Gottesdienst und Theater – geht das zusammen? Die Christen der Antike lehnten das Theater ab, weil es heidnische Götter auf die Bühne brachte. Im Mittelalter stand es dann ganz im Dienst der Kirche. Oster- und Passionsspiele mahnten die Menschen, ein gottesfürchtiges Leben zu führen. Während der Aufklärung emanzipierte sich das Theater von der Religion und schuf sich eigene Häuser, in denen es Kirche und Glauben auch infrage stellte.

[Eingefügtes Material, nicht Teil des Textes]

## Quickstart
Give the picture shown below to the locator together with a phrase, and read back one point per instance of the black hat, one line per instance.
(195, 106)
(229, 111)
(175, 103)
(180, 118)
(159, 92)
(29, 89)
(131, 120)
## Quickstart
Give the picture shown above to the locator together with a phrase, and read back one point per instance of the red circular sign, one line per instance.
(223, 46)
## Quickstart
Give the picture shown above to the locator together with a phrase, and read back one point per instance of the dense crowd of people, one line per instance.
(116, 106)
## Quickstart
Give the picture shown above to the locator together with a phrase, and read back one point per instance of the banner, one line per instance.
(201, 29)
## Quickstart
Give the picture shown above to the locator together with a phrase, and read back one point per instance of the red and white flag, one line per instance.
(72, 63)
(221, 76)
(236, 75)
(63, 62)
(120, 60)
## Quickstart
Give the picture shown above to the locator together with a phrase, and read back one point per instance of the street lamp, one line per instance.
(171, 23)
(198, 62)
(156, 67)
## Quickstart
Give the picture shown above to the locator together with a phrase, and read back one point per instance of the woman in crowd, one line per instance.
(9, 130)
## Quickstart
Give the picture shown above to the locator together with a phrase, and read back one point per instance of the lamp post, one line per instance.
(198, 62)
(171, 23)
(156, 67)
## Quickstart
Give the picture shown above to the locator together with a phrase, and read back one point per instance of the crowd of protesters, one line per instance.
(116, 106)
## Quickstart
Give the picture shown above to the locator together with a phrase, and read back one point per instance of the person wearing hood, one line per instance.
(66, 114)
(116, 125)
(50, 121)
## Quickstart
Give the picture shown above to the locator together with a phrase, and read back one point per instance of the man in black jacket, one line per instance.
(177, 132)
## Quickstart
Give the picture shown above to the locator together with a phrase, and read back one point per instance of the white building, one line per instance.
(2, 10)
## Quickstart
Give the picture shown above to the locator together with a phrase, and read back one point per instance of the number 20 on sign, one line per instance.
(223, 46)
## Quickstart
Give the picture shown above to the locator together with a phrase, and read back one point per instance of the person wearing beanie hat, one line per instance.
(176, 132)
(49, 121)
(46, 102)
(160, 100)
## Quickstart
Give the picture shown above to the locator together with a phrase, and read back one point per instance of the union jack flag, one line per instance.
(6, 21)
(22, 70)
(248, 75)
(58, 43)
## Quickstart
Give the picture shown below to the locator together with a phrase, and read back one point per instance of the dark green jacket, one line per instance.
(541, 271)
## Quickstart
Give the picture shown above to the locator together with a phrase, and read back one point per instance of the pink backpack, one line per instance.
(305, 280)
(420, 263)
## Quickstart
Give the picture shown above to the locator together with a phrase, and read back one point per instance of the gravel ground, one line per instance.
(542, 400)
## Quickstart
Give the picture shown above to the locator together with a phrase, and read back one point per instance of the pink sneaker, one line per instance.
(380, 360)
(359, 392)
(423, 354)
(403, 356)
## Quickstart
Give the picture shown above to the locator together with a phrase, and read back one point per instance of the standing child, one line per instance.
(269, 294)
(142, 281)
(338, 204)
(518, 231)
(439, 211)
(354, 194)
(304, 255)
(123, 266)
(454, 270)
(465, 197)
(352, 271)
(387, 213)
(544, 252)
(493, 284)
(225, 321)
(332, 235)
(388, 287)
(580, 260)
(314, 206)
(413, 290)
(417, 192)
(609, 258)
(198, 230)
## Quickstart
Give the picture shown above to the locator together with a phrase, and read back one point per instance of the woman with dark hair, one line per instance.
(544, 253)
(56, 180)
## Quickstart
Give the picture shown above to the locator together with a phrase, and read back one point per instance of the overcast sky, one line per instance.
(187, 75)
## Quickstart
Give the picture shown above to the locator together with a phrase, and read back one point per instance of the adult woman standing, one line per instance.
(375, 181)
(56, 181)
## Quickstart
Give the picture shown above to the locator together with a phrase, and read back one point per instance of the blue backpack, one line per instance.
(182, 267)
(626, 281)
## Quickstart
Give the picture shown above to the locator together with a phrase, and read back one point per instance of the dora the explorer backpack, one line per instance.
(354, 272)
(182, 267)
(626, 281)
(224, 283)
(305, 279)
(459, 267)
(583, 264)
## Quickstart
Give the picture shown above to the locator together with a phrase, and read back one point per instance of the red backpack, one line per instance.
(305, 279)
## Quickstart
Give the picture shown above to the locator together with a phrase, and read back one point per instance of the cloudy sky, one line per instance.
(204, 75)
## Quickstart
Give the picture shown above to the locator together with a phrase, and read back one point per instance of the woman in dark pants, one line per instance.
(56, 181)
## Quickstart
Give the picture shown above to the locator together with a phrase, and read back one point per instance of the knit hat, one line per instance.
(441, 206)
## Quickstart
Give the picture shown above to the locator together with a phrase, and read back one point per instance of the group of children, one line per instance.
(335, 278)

An Heiligabend kommen viele Menschen so in unsere Krippenspielvespern, als gingen sie ins Theater. Sie verhalten sich mehr wie Zuschauer als Mitfeiernde, zu unvertraut ist ihnen der Gottesdienst. Trotz bekannter Weihnachtslieder und Gebete singen und sprechen nur wenige in der vollen Kirche mit.

Da stellen sich bei kirchlich „Verbundenen“ und durchs ganze Jahr hindurch in der Gemeinde Engagierten oft zwiespältige Gefühle ein: Ist unser Gottesdienst am Heiligabend für die vielen nicht nur Teil der Inszenierung eines Weihnachtsfestes, das nicht mehr die Menschwerdung Gottes feiert? Sondern eines Festes, das „nur“ die Familien zusammenbringen, Kindheitserinnerungen und nostalgische Gefühle wecken soll und dessen eigentliche Höhepunkte das Festessen und die Bescherung unterm Weihnachtsbaum sind? Der Kirchgang davor diente dann der Spannungssteigerung bei den Kindern bis zur Bescherung und hielte den fleißigen Hausfrauen und Hausmännern zu Hause den Rücken frei. Maria, Josef und das Kind wären dann nur Teil weihnachtlicher Folklore wie der Weihnachtsmann und Rudolf, sein rotnasiges Rentier.

Also alles „nur“ Theater?

Schaue ich auf dieses Foto, überträgt sich eine ganz andere Stimmung, die ich in unseren Gottesdiensten an Heiligabend oft erlebe und teile: Menschen, die zur Ruhe gekommen sind; in großer Konzentration auf das Wesentliche. Bereit, sich der Botschaft zu öffnen und vom weihnachtlichen Frieden beschenken zu lassen.

Der Gottesdienst ist nicht Theater. Aber es gibt Analogien. Das Wort „Theater“ hat seine Wurzel im Altgriechischen: „Schaustätte“; von „anschauen“. Damit wird die szenische Darstellung eines inneren und äußeren Geschehens bezeichnet. Auch unsere Kirchen sind „Schaustätten“, in denen ein inneres und ein äußeres Geschehen dargestellt wird: die Heilsgeschichte Gottes mit der Welt. Und damit immer neu auch die Glaubensgeschichten der Menschen, die kommen und schauen. Anschaulich wird das Geheimnis des Lebens.